Simple English Forced Alignment

Goals:

You should get this done by 1/27/2016. Turn in the alignment files resulting from step 6 below, using the Canvas site.

1. In a terminal window, log in to harris.sas.upenn.edu. Be sure that /usr/local/bin is on your PATH. You can check this with

echo $PATH

It should be there by default -- if not, contact someone in authority.

2. As inputs, you will need an audio file and a transcript file.

The audio should be a single-track (mono) file with a sampling rate of 16000 Hz or higher. (We'll see later what to do with stereo files, and rates of 11025 or 8000 Hz.) You can diagnose the file type by using soxi -- and you can modify it with sox.

The transcript should be plain text, without speaker indications, comments, stage directions, etc. It can (and should) include notes on various non-speech sounds:

{breath} {noise} {laugh} {cough} {lipsmack}{SL}

(where "{SL}" means silence). We'll see later how to transform transcripts in various other formats in a suitable way.

3. The command to perform the alignment has the form

segment.py wavfile trsfile outputfile_alignment outputfile_words

where "wavfile trsfile outputfile_alignment outputfile_words" are four arbitrary file names, two inputs and two outputs. This is a python wrapper for the HTK "Hidden Markov Model Toolkit", written by Jiahong Yuan, who also prepared the acoustic models.

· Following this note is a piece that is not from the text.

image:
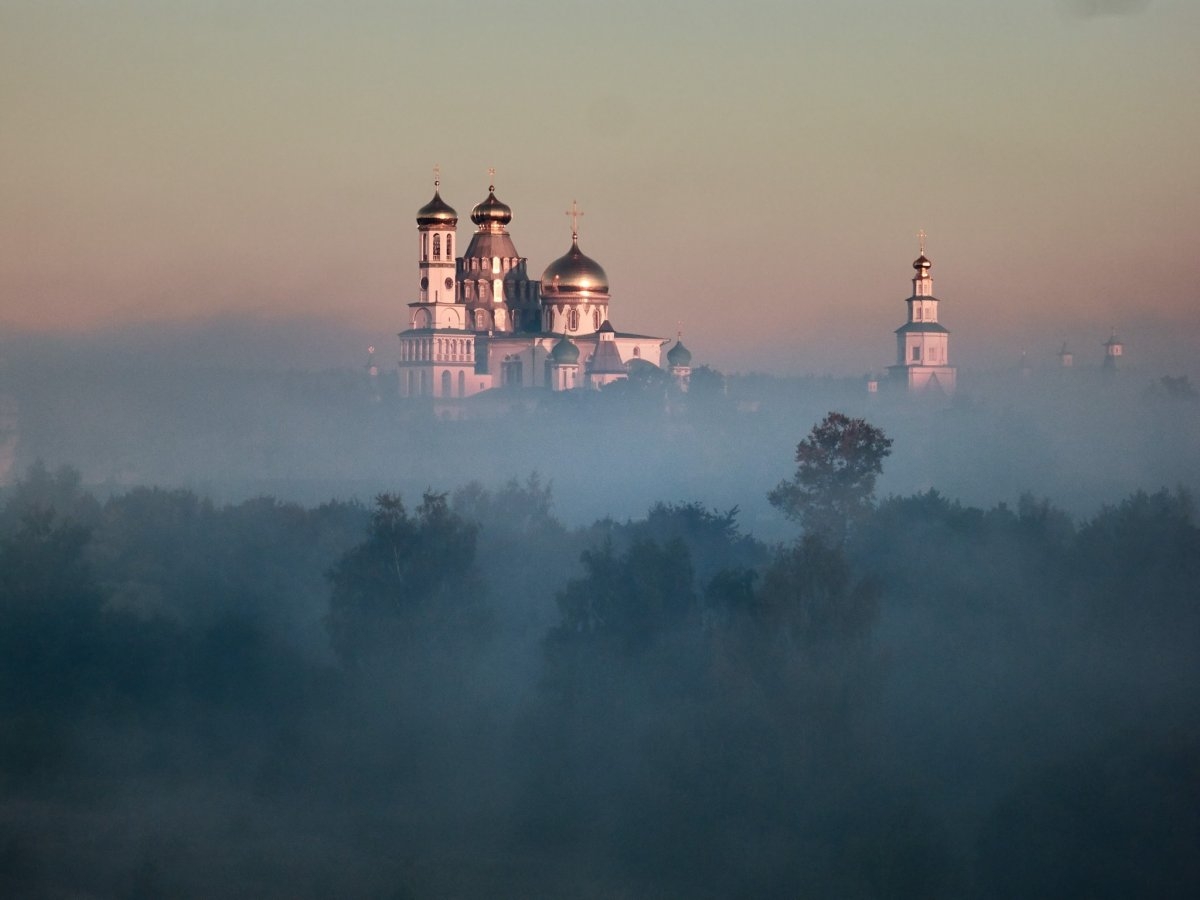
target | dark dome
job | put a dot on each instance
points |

To try this out for yourself, you should start by creating a subdirectory (= "folder") to work in, for example

cd $HOME
mkdir AlignTest 

Then copy to that location, from /plab/L521, the audio file CPAC1x2.wav and the transcript file CPACx2.txt:

cd /plab/L521
cp CPAC1x2.wav CPAC1x2.txt $HOME/AlignTest 

That audio is from the start of this Morning Edition story:

and the transcript looks like this:

Many conservative activists are at a gathering just outside Washington. It's the annual Conservative Political Action Conference, or C PAC.
This is a must attend event
for potential G O P presidential candidates.
Today former Florida governor Jeb Bush will speak. Yesterday there were some strong statements from other big-name Republicans expected to run, including Wisconsin governor Scott Walker, whose sudden rise in the polls, especially in Iowa, has gotten him a lot of attention. Here's N P R's Don Gonyea.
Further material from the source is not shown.